Background. Eukaryotic cells contain a whole repertoire of microscopically visible, non-membrane-bound RNA-protein complexes - biomolecular condensates that are maintained through a combination of protein-protein, protein-RNA and RNA-RNA interactions. High concentration of molecules within these condensates makes these structures an ideal platform for the regulation of numerous processes related to mRNA localisation, translation, transport and turnover.
Biomolecular condensates are abundant and prominent in neurons – large, long-lived cells. Therefore, it is not surprising that their dysfunction has been linked to the pathology of fatal neurodegenerative diseases such as amyotrophic lateral sclerosis (ALS). Biogenesis, integrity, dynamics and ultimately, function of stress granule, paraspeckle, gem, P-body and speckle condensates are compromised in ALS making it a disease of disrupted cellular condensate network.
Phase separation properties of many proteins (primarily RNA-binding proteins, RBPs) and their ability to form/enter biomolecular condensates are regulated by post-translational modifications (PTMs), for example, arginine methylation. PTM dysregulation may therefore play a prominent role in diseases with a misbalance of the cellular condensate network, such as ALS.
Paraspeckles are prototypical biomolecular condensates formed by a long non-coding RNA NEAT1_2 that acts as a scaffold, and a set of proteins that stabilise this lncRNA and drive phase separation (paraspeckle proteins, PSPs), with the core ones being SFPQ, NONO and FET protein family members (FUS, TAF15 and NONO). These PSPs were found abnormally accumulated, mislocalised and/or aggregated across multiple ALS subtypes. Furthermore, mutations in PSPs can compromise paraspeckle integrity, and motor neurons, the affected neuronal population in ALS, are characterised by paraspeckle hyper-assembly. This suggests a reliance of this neuronal subtype on paraspeckles for survival and potentially depletion of this regulatory mechanism in PSP-linked ALS.
Project hypothesis. We hypothesise that PTMs of ALS-linked PSPs critically regulate and control their physiological and pathological phase separation.
Aim and objectives. The aim of this project is to comprehensively characterise the role of PTMs, in particular, arginine methylation and the antagonistic modification citrullination, of ALS-linked proteins – paraspeckle components – in physiological and pathological phase separation.
1. To identify PSPs whose regulation by PTMs is primarily responsible for paraspeckle clustering/separation, using mass-spectrometry coupled with super-resolution imaging.
2. To characterise the changes in the PSP and paraspeckle stability, dynamics, turnover and function upon manipulation of PSPs’ PTM profile, using pharmacological, molecular biology and super-resolution imaging approaches.
3. To characterise changes in the PTMs profiles in genetic models of ALS (including PSP-linked subtypes) and correlate these to paraspeckle structure and integrity.

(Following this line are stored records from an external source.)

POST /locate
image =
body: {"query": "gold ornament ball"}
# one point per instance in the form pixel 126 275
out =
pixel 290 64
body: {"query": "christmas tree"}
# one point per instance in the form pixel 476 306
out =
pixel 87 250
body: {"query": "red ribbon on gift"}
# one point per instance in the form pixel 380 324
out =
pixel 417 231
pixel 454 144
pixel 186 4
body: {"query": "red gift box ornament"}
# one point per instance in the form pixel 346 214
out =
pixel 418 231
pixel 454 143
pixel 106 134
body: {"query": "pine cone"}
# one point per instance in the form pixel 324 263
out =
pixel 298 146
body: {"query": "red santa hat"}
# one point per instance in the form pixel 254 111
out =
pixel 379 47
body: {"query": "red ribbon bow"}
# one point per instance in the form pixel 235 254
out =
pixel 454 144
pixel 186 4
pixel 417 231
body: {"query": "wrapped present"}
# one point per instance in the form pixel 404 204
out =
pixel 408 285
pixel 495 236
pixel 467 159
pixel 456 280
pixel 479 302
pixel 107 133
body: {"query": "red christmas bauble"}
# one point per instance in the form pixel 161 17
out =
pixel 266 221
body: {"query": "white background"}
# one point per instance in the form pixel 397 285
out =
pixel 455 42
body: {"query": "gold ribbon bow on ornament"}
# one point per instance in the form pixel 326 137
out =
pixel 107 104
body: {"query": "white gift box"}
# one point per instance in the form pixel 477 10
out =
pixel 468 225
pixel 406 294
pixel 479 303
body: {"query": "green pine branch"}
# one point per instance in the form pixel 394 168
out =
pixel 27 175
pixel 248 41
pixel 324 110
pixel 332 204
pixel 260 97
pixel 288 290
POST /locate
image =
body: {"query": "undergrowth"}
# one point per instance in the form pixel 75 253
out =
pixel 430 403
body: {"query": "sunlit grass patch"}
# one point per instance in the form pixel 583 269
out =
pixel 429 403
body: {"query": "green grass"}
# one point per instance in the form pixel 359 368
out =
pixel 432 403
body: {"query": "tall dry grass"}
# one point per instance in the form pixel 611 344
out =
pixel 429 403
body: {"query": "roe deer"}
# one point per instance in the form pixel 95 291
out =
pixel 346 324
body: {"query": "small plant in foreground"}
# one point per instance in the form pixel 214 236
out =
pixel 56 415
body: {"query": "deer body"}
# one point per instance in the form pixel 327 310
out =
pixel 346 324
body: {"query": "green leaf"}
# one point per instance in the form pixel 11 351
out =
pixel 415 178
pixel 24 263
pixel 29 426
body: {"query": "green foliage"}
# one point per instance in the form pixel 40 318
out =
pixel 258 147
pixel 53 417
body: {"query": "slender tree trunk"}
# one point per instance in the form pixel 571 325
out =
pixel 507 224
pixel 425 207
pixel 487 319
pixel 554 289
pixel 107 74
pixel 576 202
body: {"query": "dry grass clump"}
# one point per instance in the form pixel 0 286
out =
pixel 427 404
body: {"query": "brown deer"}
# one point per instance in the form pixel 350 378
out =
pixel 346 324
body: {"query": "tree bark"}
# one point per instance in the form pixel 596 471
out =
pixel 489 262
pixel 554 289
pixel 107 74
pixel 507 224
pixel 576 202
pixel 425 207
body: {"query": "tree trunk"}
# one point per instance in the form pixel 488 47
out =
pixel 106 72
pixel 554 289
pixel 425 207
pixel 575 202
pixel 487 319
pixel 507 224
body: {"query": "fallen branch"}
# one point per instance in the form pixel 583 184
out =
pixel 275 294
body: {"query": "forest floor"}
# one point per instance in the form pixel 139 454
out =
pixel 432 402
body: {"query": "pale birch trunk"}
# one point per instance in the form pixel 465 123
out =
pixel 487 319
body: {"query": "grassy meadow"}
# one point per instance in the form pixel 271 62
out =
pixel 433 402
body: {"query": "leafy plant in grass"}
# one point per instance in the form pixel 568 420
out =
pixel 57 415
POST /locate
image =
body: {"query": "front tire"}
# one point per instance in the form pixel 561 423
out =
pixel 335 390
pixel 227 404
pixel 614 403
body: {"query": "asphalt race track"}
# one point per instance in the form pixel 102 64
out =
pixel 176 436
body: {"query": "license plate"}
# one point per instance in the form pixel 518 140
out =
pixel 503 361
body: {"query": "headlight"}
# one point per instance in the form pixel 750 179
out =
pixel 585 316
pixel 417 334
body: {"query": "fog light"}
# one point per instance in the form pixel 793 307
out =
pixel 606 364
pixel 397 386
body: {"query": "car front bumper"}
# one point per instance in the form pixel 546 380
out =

Training and development opportunities for the student. This project will provide a unique opportunity to learn a well-rounded set of techniques for in-depth analysis of disease-linked proteins and their higher-order assemblies, including in vitro and in vivo analysis of biological phase separation, advanced proteomics and imaging, as well as use of cellular (genetic) disease models. The primary supervisor is a UKRI Future Leaders Fellow based at the Sheffield Institute for Translational Neuroscience (SITraN) – a centre with an outstanding reputation in training PhD students. The student will also spend a significant amount of time in the co-supervisors’ lab in the Department of Chemical and Biological Engineering (CBE) running an array of biochemistry/proteomics experiments and associated analyses, will attend lab meetings at both labs and present at internal seminars at both departments. Both labs are actively involved in curiosity-driven research of highest quality, and the multidisciplinary nature of the project will provide a space for research creativity thus offering an excellent training opportunity for an open-minded and flexible candidate.
Please see this link for information on how to apply: https://www.sheffield.ac.uk/postgraduate/phd/apply. Please include the name of your proposed first supervisor and the title of the PhD project within your application.
Interviews will likely be held in April. Students must be able to start by October 2023.
Applications are open to students from both the UK and overseas, though we note that due to funding constraints the availability of positions for students with overseas fee status will be more limited. We anticipate competition for these studentships to be very intense. We would expect applicants to have an excellent undergraduate degree in a relevant discipline. We would also expect applicants to have completed or be undertaking a relevant master’s degree to a similar very high standard (or have equivalent research experience).